Ya no sólo hay empleados en relación de dependencia que cayeron a los deciles de pobres. Incluso muchos que tienen dos empleos no pueden sumar lo necesario para hacer frente a gastos cotidianos disparados hasta la estratósfera. Los técnicos del FMI -de quienes se podría decir que habitan una burbuja con sus altísimos salarios en dólares- parecieron tomar conciencia de semejante cuadro social durante los cónclaves mantenidos con funcionarios argentinos. La cuestión social ocupó como nunca largos párrafos en el comunicado oficial difundido este miércoles por la noche desde Washington.
«Las autoridades están consiguiendo apoyo social y político para su plan de estabilización», dijeron los técnicos del Fondo, quienes destacaron que el plan Milei-Caputo también busca «ampliar la asistencia social para proteger a los más vulnerables».
Subrayaron también que se reforzó «significativamente la asistencia social a través de programas de subsidios por hijos y cupones de alimentos». Y hasta ponderaron la intención de acabar con la corrupción en la ayuda social, al señalar que la administración Milei «se aleja de los programas sociales distribuidos a través de costosos intermediarios». Y hay margen para más: el documento revela que hay una decisión de «preservar el valor real de las pensiones y aumentar la asistencia social según lo justifiquen las condiciones».
Hay tres sectores del peronismo que creen que este esquema de ajuste con devaluación e inflación no aguanta, y que Milei deberá barajar y dar de nuevo. En el pronóstico coincidirían Sergio Massa, Axel Kicillof y La Cámpora, una de las agrupaciones más desprestigiadas de la política argentina, que mantiene aún poder residual en el hecho de que tiene 10 intendentes alineados. Milei, pero sobre todo Mauricio Macri y Patricia Bullrich, repiten que nunca hay que subestimar la capacidad de daño y las ansias de poder de los peronistas. «Vamos a mostrar que hay un camino distinto al ajuste y la devaluación», dicen operadores cercanos a Massa y Kicillof.

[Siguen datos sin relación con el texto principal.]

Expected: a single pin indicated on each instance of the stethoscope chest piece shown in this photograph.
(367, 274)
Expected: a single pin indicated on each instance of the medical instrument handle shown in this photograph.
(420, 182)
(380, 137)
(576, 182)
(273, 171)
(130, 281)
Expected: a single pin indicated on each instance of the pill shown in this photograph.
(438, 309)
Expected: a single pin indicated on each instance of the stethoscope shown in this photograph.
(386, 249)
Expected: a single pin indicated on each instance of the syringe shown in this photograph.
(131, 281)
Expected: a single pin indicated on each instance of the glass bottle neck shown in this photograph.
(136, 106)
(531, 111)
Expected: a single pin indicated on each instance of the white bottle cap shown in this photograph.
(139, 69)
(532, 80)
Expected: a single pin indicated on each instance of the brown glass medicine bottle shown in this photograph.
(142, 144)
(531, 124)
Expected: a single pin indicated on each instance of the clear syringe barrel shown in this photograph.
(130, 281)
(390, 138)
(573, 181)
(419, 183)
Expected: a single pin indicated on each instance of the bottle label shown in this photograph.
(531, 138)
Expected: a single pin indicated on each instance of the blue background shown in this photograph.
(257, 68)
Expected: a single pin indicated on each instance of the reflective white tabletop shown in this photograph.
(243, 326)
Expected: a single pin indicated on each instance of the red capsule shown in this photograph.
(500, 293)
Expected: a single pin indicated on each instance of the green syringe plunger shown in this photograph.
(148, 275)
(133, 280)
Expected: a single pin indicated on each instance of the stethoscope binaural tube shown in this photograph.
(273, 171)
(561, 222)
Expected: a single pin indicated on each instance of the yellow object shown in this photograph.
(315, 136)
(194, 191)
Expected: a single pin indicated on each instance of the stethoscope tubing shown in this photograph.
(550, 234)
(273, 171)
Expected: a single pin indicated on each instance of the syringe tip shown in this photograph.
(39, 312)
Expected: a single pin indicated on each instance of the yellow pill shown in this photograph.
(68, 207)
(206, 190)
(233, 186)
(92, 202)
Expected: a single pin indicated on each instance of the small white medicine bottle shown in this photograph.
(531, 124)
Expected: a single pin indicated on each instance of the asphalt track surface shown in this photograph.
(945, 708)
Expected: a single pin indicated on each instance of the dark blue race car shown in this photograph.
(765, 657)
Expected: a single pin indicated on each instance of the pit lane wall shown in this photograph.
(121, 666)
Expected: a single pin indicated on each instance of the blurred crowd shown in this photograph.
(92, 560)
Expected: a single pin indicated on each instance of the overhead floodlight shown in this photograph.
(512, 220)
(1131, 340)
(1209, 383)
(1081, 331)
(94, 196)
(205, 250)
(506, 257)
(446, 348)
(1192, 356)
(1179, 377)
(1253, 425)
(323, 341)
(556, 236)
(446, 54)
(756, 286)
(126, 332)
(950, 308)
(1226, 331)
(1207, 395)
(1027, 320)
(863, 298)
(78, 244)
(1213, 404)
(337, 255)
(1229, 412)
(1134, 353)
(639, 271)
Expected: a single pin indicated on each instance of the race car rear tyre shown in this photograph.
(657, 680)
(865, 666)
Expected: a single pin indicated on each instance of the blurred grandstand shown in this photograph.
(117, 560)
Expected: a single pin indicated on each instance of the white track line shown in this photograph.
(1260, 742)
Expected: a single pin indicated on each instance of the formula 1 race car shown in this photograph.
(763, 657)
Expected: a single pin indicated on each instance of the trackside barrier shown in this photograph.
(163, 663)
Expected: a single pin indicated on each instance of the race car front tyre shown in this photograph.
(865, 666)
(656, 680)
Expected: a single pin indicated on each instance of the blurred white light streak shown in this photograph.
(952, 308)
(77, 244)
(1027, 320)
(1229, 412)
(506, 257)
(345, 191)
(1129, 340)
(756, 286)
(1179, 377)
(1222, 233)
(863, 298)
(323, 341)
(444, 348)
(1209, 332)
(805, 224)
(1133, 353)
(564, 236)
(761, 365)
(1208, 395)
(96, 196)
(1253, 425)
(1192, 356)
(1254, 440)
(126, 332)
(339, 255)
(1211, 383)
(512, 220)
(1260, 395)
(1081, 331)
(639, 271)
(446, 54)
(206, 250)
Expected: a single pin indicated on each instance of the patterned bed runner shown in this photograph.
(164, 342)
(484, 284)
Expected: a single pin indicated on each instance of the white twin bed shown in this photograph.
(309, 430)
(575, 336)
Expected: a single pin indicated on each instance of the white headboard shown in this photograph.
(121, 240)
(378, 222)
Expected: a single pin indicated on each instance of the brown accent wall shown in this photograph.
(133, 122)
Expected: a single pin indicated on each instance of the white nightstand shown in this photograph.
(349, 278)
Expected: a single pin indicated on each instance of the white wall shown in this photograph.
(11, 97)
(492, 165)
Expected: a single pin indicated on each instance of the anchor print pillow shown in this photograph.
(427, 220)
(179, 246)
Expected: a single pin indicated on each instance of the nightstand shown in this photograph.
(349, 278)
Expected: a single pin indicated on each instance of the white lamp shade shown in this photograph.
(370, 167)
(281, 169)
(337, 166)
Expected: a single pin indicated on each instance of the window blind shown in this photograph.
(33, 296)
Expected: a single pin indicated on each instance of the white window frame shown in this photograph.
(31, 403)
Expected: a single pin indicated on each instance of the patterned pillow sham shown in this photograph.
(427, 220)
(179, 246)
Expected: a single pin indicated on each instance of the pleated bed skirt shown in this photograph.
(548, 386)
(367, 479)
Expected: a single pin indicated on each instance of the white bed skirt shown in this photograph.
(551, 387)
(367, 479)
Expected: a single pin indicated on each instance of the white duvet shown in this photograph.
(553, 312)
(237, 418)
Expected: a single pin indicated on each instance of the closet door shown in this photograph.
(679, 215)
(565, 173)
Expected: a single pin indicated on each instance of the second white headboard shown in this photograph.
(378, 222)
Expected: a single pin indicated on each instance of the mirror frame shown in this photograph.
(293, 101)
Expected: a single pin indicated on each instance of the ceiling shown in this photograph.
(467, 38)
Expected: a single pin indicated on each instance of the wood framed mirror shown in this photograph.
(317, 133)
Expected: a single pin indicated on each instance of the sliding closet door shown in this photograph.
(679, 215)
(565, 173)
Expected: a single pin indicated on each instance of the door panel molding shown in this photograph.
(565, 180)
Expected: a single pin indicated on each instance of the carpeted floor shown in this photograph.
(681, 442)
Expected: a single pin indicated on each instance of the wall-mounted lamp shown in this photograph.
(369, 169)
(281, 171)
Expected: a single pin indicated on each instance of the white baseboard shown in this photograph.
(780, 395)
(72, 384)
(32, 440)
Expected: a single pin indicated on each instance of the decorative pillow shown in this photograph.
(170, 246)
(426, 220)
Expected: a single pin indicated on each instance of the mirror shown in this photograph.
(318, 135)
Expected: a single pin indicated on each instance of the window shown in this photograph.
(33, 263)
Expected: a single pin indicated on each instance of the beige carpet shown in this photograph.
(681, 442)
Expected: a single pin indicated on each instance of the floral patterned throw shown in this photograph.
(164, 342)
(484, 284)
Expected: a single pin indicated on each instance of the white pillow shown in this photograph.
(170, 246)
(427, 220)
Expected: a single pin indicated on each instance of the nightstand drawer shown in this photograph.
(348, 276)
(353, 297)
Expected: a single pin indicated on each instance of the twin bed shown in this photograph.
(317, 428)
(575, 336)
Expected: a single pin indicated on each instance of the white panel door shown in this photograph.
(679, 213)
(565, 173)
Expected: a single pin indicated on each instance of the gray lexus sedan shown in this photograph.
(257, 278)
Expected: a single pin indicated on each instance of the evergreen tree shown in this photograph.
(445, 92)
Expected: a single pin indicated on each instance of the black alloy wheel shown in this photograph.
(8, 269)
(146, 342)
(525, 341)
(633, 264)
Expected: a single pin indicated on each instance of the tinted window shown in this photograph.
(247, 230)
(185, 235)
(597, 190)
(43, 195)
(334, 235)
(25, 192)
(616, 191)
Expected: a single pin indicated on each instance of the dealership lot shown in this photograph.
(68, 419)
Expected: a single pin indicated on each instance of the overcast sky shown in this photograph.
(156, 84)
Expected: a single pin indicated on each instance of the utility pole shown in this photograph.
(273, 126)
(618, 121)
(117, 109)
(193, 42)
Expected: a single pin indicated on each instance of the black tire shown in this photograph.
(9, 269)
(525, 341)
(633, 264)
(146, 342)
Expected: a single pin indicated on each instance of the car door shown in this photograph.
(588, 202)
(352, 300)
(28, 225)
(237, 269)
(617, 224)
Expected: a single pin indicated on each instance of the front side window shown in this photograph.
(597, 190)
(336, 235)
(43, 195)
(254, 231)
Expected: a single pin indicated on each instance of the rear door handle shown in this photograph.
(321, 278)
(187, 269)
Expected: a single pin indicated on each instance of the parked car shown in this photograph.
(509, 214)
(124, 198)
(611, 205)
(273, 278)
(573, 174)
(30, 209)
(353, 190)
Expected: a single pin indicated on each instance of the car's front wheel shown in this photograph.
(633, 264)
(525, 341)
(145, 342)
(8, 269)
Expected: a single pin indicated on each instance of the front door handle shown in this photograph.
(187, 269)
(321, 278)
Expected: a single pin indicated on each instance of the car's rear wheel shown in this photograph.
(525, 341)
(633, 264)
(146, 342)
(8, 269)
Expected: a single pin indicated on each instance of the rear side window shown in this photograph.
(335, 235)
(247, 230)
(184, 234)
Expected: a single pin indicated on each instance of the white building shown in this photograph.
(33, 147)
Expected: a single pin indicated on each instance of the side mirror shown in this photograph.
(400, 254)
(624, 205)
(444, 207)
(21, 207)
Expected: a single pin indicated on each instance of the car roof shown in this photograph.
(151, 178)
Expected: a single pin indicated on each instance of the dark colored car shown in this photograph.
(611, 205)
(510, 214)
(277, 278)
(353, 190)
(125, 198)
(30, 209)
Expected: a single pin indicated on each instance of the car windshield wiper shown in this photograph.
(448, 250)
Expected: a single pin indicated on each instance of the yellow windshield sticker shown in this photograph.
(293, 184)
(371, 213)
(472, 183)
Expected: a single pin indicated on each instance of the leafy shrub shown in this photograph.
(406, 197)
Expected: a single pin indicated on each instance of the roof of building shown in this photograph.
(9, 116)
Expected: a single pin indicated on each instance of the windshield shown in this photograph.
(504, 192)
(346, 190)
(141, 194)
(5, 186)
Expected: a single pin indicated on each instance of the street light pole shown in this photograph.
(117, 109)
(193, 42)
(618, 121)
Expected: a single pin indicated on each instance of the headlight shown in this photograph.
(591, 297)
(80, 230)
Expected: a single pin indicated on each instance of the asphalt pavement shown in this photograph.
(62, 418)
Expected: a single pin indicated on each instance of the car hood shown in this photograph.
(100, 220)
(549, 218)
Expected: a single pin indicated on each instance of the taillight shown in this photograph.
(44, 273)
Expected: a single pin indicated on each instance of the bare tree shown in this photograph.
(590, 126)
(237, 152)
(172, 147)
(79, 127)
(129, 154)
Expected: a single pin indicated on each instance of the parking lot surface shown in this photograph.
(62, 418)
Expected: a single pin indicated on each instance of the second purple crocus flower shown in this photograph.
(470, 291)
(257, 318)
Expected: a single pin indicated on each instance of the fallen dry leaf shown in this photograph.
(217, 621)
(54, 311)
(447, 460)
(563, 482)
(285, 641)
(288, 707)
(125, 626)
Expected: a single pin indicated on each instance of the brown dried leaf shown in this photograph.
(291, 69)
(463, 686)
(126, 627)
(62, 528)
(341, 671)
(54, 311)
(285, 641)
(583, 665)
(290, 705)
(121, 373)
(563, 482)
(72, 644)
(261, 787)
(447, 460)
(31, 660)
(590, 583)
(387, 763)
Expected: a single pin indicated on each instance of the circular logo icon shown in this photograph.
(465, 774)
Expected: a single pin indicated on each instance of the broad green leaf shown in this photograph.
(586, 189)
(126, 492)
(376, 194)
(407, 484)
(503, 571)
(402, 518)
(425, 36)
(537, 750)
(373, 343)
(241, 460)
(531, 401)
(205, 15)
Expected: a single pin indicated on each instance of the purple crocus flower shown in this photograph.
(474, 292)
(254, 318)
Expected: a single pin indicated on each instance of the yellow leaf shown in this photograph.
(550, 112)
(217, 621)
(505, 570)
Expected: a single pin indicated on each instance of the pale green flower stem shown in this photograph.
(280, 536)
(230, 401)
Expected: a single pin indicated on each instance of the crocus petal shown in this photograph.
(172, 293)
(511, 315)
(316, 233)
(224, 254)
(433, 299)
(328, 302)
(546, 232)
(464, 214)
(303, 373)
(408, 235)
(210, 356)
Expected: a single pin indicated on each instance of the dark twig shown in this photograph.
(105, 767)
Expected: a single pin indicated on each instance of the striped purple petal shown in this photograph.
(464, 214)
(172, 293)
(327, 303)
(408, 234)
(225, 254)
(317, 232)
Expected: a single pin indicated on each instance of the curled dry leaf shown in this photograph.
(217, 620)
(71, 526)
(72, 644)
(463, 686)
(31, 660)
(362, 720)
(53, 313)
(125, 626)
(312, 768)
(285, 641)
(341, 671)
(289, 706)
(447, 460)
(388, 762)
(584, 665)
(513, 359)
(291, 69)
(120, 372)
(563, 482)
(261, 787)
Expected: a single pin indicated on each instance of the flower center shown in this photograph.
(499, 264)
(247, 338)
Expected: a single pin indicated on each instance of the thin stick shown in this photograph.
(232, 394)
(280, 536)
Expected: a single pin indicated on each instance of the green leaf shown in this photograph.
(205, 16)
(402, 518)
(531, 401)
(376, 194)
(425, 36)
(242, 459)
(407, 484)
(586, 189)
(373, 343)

Para que una opción alternativa de poder crezca o no, será clave cómo el gobierno logre manejar la delicada situación social, sobre todo en el conurbano. Cerca de Milei aseguran estar asombrados porque en lugares de La Matanza profunda, la gente que lo votó sigue dándole crédito al Presidente. Confían en que el deseo de cambio es tal que el verano será más tranquilo de lo esperado. No obstante, un cuadro donde la mitad de la gente es pobre, puede minar la paciencia de las familias postergadas.
Para colmo, en su comunicado, los enviados del FMI escribieron que el camino hacia la estabilidad «será desafiante y las condiciones empeorarán antes de mejorar». ¿Cuánto empeorarán? Lo dijo Espert: «Vienen tres meses muy complicados, vamos a tener entre 20 y 30 por ciento de inflación, hay que ver si la gente aguanta».